In the new world, in order to improve the consistency of controls, regulators have demanded that most risk and control functions be centralized, including Risk, Compliance, Finance, Oversight & Control, Audit and Legal. In doing this, we have given huge amounts of additional authority to functions at our corporate headquarters. Corporate headquarters can sometimes forget that it exists only because there is a banker in front of a client somewhere. The Home Depot, one of America’s great companies, does not call its corporate headquarters the corporate headquarters — it’s called Store Support Center to remind employees every day why they are there: to support the stores and the clients. This still remains true at JPMorgan Chase — we at Corporate would not be here if we didn’t have our bankers in front of clients.
We need to work hard to get the best of both centralization and decentralization. And we need to manage Corporate so the line of business CEOs and management teams are fully responsible and empowered to manage their businesses. Centralization should not mean demoralizing bureaucracy or slowing down services as multiple committees and layers sign off on every decision and stifle innovation. We have been managing through this process with our eyes wide open. The Operating Committee members of the company spend a considerable amount of time to make sure we get this right.
We need to develop the right culture and avoid creating a culture of finger–pointing. We need to analyze our mistakes because that is the only way we can fix them and consistently improve. But we cannot allow this to devolve into crippling bureaucratic activity or create a culture of backstabbing and blame. We need to develop a safe environment where people can raise issues and admit and analyze mistakes without fear of retribution.

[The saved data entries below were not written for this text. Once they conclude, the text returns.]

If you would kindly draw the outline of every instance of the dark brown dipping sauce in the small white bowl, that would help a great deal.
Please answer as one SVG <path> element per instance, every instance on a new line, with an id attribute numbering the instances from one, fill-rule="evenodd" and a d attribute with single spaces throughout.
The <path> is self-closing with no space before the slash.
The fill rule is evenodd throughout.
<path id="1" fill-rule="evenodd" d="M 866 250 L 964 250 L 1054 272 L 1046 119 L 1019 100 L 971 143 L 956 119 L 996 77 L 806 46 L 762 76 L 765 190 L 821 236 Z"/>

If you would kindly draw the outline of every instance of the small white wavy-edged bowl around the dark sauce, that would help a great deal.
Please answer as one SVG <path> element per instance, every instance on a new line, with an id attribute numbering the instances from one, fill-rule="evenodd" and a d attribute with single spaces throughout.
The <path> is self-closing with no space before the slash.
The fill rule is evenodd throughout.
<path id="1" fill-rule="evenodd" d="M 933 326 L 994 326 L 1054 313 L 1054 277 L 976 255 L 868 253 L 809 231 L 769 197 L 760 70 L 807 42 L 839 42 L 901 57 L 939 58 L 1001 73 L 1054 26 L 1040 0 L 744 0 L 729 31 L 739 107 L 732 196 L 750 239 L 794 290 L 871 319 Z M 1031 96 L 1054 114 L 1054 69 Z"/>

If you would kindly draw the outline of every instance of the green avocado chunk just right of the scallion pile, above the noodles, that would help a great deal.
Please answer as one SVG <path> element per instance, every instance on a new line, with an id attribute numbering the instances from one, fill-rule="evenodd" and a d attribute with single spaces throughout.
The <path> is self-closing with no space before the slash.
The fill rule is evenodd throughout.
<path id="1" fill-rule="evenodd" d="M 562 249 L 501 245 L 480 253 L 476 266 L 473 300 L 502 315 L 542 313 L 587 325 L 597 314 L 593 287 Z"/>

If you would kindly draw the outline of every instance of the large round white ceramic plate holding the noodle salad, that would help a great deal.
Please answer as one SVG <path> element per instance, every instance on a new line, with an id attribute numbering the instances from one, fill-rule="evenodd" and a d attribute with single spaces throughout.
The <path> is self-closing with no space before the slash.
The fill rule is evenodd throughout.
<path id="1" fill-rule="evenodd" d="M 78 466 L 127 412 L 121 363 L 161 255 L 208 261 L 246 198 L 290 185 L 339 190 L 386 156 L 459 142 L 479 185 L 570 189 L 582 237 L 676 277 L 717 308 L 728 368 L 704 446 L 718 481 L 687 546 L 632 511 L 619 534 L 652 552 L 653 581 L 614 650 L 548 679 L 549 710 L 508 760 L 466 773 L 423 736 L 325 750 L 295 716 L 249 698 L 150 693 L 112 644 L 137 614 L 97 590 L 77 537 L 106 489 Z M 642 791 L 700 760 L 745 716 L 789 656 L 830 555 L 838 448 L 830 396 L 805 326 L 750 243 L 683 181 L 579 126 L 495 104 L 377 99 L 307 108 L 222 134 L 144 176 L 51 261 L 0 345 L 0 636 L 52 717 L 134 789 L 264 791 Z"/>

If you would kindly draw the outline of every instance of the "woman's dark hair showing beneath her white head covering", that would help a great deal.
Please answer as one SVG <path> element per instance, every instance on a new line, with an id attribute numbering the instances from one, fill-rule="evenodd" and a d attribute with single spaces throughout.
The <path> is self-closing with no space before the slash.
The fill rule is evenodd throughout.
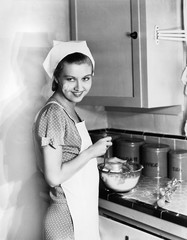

We must treat people properly and respectfully — even if we have to make tough decisions.
I believe this company currently has the best management team with whom I have ever been associated — and I mean their character, culture and capabilities. I now ask questions that I did not ask when I was a younger manager: “Would I want to work for these managers?” “Would I want my children to work for these managers?” My answer would not always have been yes, but now it is. These leaders have navigated the last several years with fortitude and a smile, driving results, making tough decisions and treating each other as complete partners. They are the reason why both performance and morale remain strong in this environment.
I feel enormously fortunate to be part of the remarkable 200–year journey of this exceptional company. I wish you all could see our employees and your management team at work, particularly in these challenging times. If you did, I know that you, like me, would be bursting with appreciation and pride and have great comfort in knowing that our wonderful legacy will continue.